Activity Overview
Students build a simple SIR model in a spreadsheet for a fictional city of 1 lakh people, varying transmission rate, recovery rate, and vaccination — discovering how small parameter changes lead to dramatically different outcomes.
💡 Teacher Tip
The most powerful experiment is adding vaccination (starting with some R population). Students often expect linear benefit: 10% vaccinated = 10% fewer cases. The actual result — a dramatically lower peak — demonstrates herd immunity and exponential dynamics in one concrete moment.
Learning Objectives
- ✓ Understand the SIR model as a mathematical abstraction of disease spread
- ✓ Build iterative calculations in a spreadsheet (computational thinking in practice)
- ✓ Observe how small changes in β and γ parameters produce dramatically different outcomes
- ✓ Connect simulation results to real COVID-19 policy decisions
Materials Needed
Computer or tablet with spreadsheet software SIR model template (pre-built with parameter cells) Parameter variation worksheet Graph paper for sketching Printed model equations Discussion handout on COVID policy
Step-by-Step Instructions
Introduce the Model (8 min) — Explain S (Susceptible), I (Infectious), R (Recovered/Removed). Show the equations: dS/dt = -βSI/N; dI/dt = βSI/N - γI; dR/dt = γI. Connect to R0 = β/γ.
Set Up the Spreadsheet (10 min) — Open template. City population: 1,00,000. Day 0: S=99,999, I=1, R=0. β=0.3, γ=0.1. Each row = one day. Fill in formulas for Day 1.
Extend the Model (8 min) — Drag formulas to Day 180. Generate a chart: S, I, R over time. What does the peak of I mean? When does I start falling?
Parameter Experiments (15 min) — Experiment 1: Change β to 0.5. What happens to peak infection? Experiment 2: Change γ to 0.2. How does faster recovery change the curve? Experiment 3: Start with 10% already recovered (vaccinated). How does this shift the peak?
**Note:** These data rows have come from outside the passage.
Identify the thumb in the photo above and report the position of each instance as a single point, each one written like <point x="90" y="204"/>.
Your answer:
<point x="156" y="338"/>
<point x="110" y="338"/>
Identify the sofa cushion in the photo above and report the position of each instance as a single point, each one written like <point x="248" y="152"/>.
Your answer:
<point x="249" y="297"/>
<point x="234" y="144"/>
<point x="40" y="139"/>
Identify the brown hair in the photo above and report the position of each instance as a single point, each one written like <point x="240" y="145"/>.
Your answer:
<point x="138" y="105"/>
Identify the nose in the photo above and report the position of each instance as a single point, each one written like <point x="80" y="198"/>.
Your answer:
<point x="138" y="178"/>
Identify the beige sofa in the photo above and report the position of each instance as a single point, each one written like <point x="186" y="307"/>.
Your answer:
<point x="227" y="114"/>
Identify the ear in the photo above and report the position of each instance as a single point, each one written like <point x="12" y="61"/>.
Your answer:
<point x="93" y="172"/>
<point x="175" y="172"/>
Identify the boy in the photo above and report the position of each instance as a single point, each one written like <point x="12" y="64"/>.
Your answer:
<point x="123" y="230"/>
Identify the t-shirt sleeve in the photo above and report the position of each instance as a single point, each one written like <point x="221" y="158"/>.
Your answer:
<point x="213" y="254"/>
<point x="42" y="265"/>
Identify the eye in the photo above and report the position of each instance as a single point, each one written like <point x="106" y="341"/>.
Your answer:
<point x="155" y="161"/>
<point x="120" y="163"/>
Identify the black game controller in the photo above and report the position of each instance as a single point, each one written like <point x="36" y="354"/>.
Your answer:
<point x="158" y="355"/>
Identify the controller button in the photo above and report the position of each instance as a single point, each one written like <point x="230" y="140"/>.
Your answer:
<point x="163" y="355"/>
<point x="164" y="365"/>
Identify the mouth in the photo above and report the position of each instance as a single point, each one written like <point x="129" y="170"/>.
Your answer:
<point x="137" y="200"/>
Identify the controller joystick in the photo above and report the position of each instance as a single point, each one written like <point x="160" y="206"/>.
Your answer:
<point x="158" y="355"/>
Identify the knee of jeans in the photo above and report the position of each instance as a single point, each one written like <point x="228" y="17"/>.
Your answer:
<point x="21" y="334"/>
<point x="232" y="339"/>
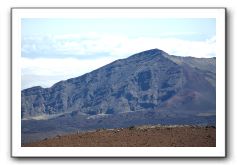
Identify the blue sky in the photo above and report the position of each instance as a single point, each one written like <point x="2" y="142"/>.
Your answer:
<point x="57" y="49"/>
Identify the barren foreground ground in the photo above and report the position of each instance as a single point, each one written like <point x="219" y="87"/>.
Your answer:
<point x="144" y="136"/>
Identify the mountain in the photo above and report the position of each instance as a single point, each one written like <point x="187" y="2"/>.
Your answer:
<point x="143" y="88"/>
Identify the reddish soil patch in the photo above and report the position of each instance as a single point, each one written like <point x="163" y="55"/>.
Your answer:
<point x="145" y="136"/>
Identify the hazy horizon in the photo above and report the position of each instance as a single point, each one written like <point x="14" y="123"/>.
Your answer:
<point x="59" y="49"/>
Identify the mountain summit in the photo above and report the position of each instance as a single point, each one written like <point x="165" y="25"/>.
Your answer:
<point x="149" y="80"/>
<point x="151" y="87"/>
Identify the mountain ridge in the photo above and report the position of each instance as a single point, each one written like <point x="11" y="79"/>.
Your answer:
<point x="135" y="74"/>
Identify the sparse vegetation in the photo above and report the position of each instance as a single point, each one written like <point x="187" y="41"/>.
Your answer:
<point x="144" y="136"/>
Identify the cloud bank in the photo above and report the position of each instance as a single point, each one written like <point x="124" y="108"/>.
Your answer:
<point x="51" y="58"/>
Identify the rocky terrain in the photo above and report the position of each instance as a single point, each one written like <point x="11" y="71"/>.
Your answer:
<point x="144" y="136"/>
<point x="150" y="87"/>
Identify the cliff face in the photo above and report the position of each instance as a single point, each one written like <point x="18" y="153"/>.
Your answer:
<point x="150" y="80"/>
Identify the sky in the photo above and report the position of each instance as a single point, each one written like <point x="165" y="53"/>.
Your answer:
<point x="58" y="49"/>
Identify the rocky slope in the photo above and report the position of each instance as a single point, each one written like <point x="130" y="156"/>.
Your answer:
<point x="151" y="87"/>
<point x="145" y="81"/>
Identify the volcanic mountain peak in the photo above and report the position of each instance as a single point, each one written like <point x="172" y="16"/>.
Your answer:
<point x="148" y="80"/>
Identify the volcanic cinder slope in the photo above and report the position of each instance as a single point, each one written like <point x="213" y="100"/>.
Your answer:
<point x="151" y="87"/>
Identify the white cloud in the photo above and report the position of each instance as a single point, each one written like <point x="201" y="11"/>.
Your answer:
<point x="91" y="44"/>
<point x="65" y="56"/>
<point x="45" y="72"/>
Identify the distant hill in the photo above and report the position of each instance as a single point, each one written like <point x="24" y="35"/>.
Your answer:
<point x="147" y="87"/>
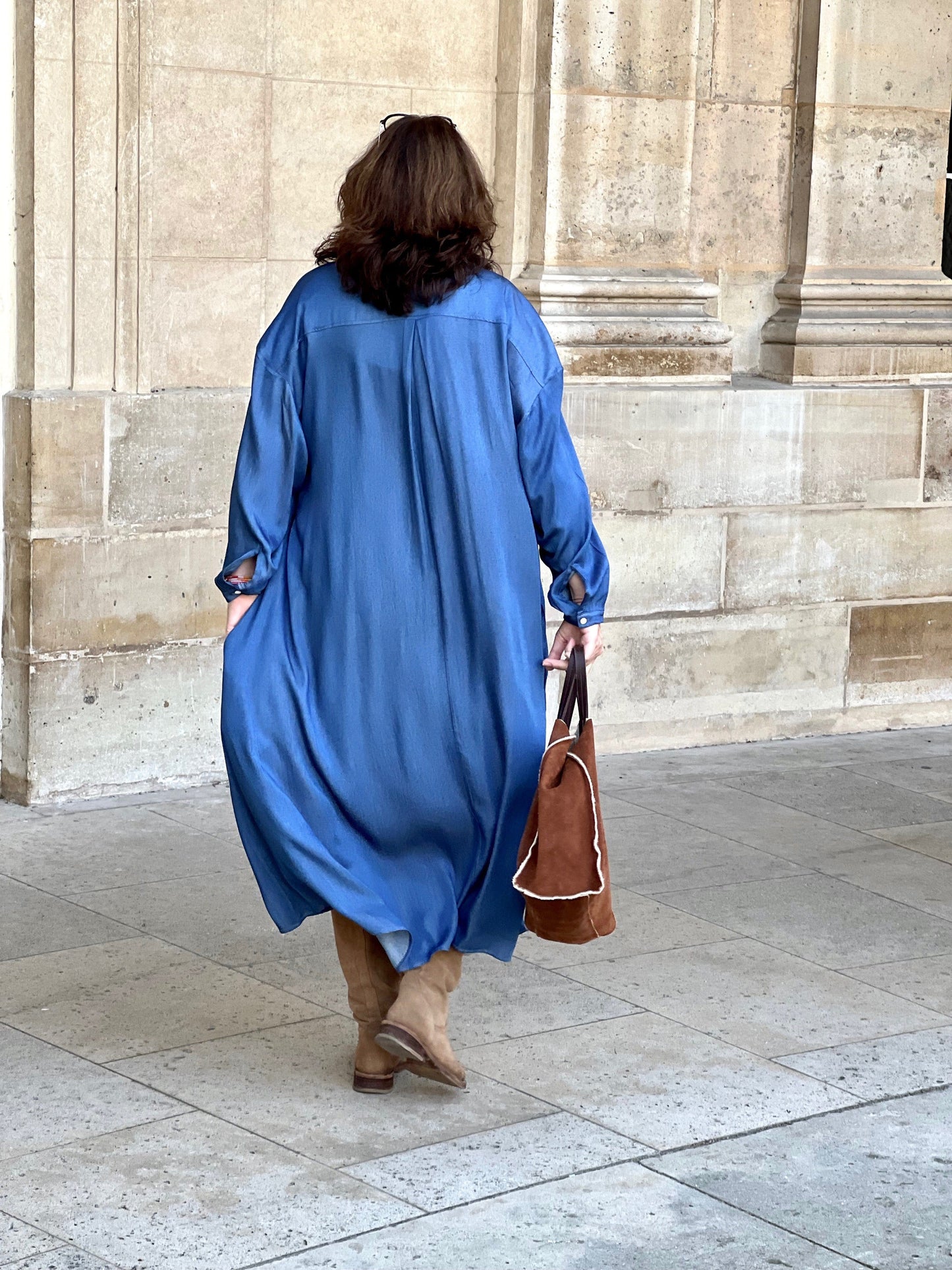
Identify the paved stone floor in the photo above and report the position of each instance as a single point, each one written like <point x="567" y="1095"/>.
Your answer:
<point x="756" y="1071"/>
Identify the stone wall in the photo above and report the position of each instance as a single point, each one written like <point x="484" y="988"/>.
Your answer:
<point x="693" y="192"/>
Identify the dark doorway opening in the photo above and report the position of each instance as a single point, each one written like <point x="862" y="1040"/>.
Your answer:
<point x="947" y="229"/>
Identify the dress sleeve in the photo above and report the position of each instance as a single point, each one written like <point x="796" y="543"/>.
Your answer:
<point x="561" y="508"/>
<point x="271" y="468"/>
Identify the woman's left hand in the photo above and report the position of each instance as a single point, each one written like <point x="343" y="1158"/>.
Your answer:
<point x="238" y="608"/>
<point x="567" y="638"/>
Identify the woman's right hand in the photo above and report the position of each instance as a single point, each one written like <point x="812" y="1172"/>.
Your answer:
<point x="238" y="608"/>
<point x="568" y="638"/>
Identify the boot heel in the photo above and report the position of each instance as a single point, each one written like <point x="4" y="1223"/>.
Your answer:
<point x="366" y="1083"/>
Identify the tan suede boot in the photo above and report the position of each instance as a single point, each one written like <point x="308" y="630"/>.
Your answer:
<point x="372" y="986"/>
<point x="415" y="1027"/>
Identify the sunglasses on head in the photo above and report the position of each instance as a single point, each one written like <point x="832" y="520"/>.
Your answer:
<point x="405" y="115"/>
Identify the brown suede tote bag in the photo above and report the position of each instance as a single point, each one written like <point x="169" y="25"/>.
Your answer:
<point x="563" y="860"/>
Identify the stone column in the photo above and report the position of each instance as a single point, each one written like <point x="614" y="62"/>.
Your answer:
<point x="608" y="248"/>
<point x="864" y="297"/>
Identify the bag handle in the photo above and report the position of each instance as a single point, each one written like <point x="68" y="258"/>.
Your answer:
<point x="575" y="690"/>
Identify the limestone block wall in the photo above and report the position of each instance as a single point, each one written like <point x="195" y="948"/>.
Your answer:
<point x="671" y="145"/>
<point x="782" y="559"/>
<point x="727" y="177"/>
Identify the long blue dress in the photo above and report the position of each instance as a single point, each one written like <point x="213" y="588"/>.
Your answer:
<point x="383" y="699"/>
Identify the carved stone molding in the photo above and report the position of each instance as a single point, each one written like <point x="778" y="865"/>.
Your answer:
<point x="860" y="326"/>
<point x="634" y="323"/>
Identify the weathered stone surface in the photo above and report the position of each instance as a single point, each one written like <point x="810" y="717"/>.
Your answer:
<point x="878" y="169"/>
<point x="937" y="470"/>
<point x="161" y="703"/>
<point x="609" y="50"/>
<point x="202" y="323"/>
<point x="235" y="1199"/>
<point x="776" y="558"/>
<point x="53" y="460"/>
<point x="900" y="644"/>
<point x="179" y="161"/>
<point x="641" y="216"/>
<point x="316" y="131"/>
<point x="852" y="1179"/>
<point x="889" y="56"/>
<point x="712" y="447"/>
<point x="663" y="564"/>
<point x="741" y="185"/>
<point x="700" y="667"/>
<point x="208" y="164"/>
<point x="171" y="596"/>
<point x="206" y="34"/>
<point x="409" y="47"/>
<point x="753" y="53"/>
<point x="172" y="456"/>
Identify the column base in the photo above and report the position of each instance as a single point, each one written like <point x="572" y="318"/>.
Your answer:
<point x="631" y="324"/>
<point x="860" y="330"/>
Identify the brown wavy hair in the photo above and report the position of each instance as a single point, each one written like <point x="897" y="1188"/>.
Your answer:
<point x="416" y="217"/>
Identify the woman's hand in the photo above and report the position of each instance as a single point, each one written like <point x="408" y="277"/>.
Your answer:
<point x="238" y="608"/>
<point x="568" y="637"/>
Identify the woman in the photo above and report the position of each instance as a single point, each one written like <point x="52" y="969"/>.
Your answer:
<point x="403" y="465"/>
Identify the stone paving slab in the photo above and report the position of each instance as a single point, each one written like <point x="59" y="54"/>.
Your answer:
<point x="19" y="1241"/>
<point x="497" y="1001"/>
<point x="898" y="874"/>
<point x="931" y="840"/>
<point x="619" y="1218"/>
<point x="702" y="763"/>
<point x="757" y="997"/>
<point x="50" y="1097"/>
<point x="31" y="921"/>
<point x="499" y="1160"/>
<point x="931" y="774"/>
<point x="190" y="1192"/>
<point x="293" y="1085"/>
<point x="886" y="1067"/>
<point x="654" y="1080"/>
<point x="872" y="1183"/>
<point x="652" y="853"/>
<point x="839" y="794"/>
<point x="211" y="815"/>
<point x="316" y="975"/>
<point x="109" y="849"/>
<point x="822" y="919"/>
<point x="779" y="831"/>
<point x="220" y="916"/>
<point x="644" y="926"/>
<point x="61" y="1257"/>
<point x="927" y="981"/>
<point x="135" y="996"/>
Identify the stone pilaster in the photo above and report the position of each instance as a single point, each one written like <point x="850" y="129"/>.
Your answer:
<point x="865" y="297"/>
<point x="609" y="245"/>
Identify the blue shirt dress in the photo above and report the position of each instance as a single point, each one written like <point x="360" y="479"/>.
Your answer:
<point x="383" y="699"/>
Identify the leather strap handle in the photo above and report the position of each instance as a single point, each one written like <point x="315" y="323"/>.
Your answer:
<point x="575" y="690"/>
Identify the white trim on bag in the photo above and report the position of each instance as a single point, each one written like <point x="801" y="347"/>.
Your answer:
<point x="596" y="844"/>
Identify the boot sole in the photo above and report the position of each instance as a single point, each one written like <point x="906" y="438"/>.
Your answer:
<point x="400" y="1043"/>
<point x="366" y="1083"/>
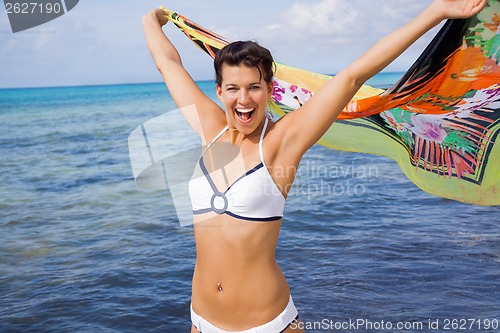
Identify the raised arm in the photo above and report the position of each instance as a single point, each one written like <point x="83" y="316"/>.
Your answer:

Policy Simulation (8 min) — 'On Day 30, the government introduces a lockdown that halves β. Implement this: from Day 30 onwards, β=0.15.' How does the curve change? What if lockdown starts on Day 60?
Interpret and Present (6 min) — Each pair writes: 'The most impactful change we found was ___ because ___.' Present to class.
Limitations Discussion (5 min) — What does the SIR model miss? (Age groups, healthcare capacity, geographic spread, variants, vaccine waning immunity.) 'This is abstraction — the simplification teaches us the core logic, but real models are far more complex.'
CT Pillar Connections
Algorithmic Thinking
The SIR spreadsheet is an iterative algorithm: repeat a calculation (new S, I, R) 180 times with the previous day's output as input. This is the computational core of all simulation models.
Abstraction
The entire complexity of a pandemic — human behaviour, healthcare systems, viral biology — is abstracted to 3 variables and 2 parameters. Powerful but incomplete.
Pattern Recognition
Students discover the universal 'epidemic curve' pattern — a rapid rise, peak, and decay — and see how parameters shift this pattern without changing its fundamental shape.
Discussion Questions
- Why does a 10% reduction in transmission (β) reduce the peak by much more than 10%?
- At what percentage of recovered/vaccinated people does the epidemic fail to take off at all? (Herd immunity threshold)
- What decisions did the Indian government make during COVID that you could model with this simulation?
- If you were advising ICMR, what would you include in your model that the SIR model misses?